My locker room drama started and ended with the showers. Sixth grade P.E. ("Phy Ed" if you're from Minnesota) found me at the end of a long line of body-conscious girls wrapped in thin towels, each awaiting her turn to wash off the sweat from dodgeball. Despite the fact that huddling against a wall staring at boys didn't really work up a sweat and, more importantly, that everyone would see you naked, showering wasn't optional and our gym teacher stood by the door with a clipboard making sure no one skipped out on their hygienic duty. As I waited my turn, I watched the girl in front of me. She walked up to the shower, flashed her towel open in a quick five-second burst and then quickly stepped away, blushing and unwashed. But she got her name checked off the list and nobody saw if she had pubic hair yet, so I did the same. Plus her bangs, fluffed and aqua-netted a la Debbie Gibson (first tape I ever owned, woot woot!), survived unscathed. That was important to me since my bangs combined with my big plastic glasses were my protection. When the cool kids decided to hawk loogies on me - the same cool kids by the way who now friend me on Facebook causing me to mourn the fact that while you can "poke" someone and give them a "noogie" there is no app for hawking booger juice - my bangs and glasses provided a geek forcefield that kept the sticky wetness off my actual skin.

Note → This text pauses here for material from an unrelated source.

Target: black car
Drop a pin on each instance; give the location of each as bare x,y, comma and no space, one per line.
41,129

Fast forward many years through high school, gymnastics, community theater, dance and many other opportunities to drop my towel - but I never did. I was the master of clutching my towel with one hand and wriggling out of a wet swimsuit with the other. Then I had children - four of them - and my body was not my own anymore. I became self-conscious in a whole new way with stretch marks and saggy breasts. In addition, I choose to wear underwear specific to my LDS faith. Like many Muslims and Jews, we wear certain items of clothing that symbolize our commitments to God. They have the added benefit of making us stand out in a crowded locker room. Afraid of questioning or disapproving stares, I moved into the bathroom stalls to change thereby introducing a whole new degree of difficulty called Don't Drop Your Cellphone In the Toilet.
And then one day, there I was wrapped in an itty-bitty gym issue towel, lined up at the shower stalls again. At our YMCA there are only three stalls but a whole wall of open showers and yet all of us women - old, young, mothers, teens - waited for the private booths. I was running late and had to pick up my son from preschool. Those of you with children will understand that there is nothing more harrowing than missing your child's bus or pickup. Not only does the abandoned child commence hysterical crying exactly two seconds after his commrades-in-paint-smocks have left but I swear the teachers, irritated by lateness, add to the horror by saying things like, "Well, if your mom doesn't come soon the janitor will just have to put you in the toy closet for the evening ha ha!" Never incur the wrath of a Preschool teacher is all I'm saying.
After a few anxious minutes of watch checking and toe tapping, I decided that this was it. I was done with the towel. I stepped out of line, hung it on a peg and turned on the shower. Making a quick decision to face the wall and showcase my cellulite rather than advertise my inattentiveness to bikini line maintenance, I didn't see what the line was doing. But a few seconds later the shower next to me turned on. I looked over to see a woman with whom I'd just done TurboKick. Catching my eye, she laughed and blushed and mumbled about how silly it all was - "it's not like I have anything you all haven't seen!" - and we got clean. Soon another shower turned on. And then another. I glanced around at all of the saggy and smooshy, the Mormon and the atheiest, the taut and the wrinkled, the pregnant and the post-partum. And you know who cared? Nobody.
You can thank Turbo Jennie for snapping this pic, yes, inside the locker room. And yes I wore those knee socks to work out in. They even have little fuzzy balls at the top. They're awesome.
After that, the locker room dynamic changed considerably for me. I no longer agonized about changing in a stall. (Although Gym Buddy Allison chooses to do so, which led to an interesting conversation shouted over toilets the other day when she discovered a need to borrow a sports bra and I wasn't sure which stall she was in and proceeded to pelt random strangers with it until I found her.) And while I don't roam around starkers having deep conversations with strangers and blow-drying my pits, I no longer care if people see me tucking my mummy tummy skin into my pants or if they think my underwear is funny or even if they notice my strange predilection to matching my cute socks to my cute bras. Because we're all more alike than we are different.
And also, now I never have to wait for a shower.
So, what kind of locker-room personality are you? Do you change in a stall and use a towel, just to be safe? Do you make a little fort in the corner of the locker room with your towel, bag and locker door? Or are you so comfy in your own skin that you go to Crunch Gym just so you can use their peepshow showers?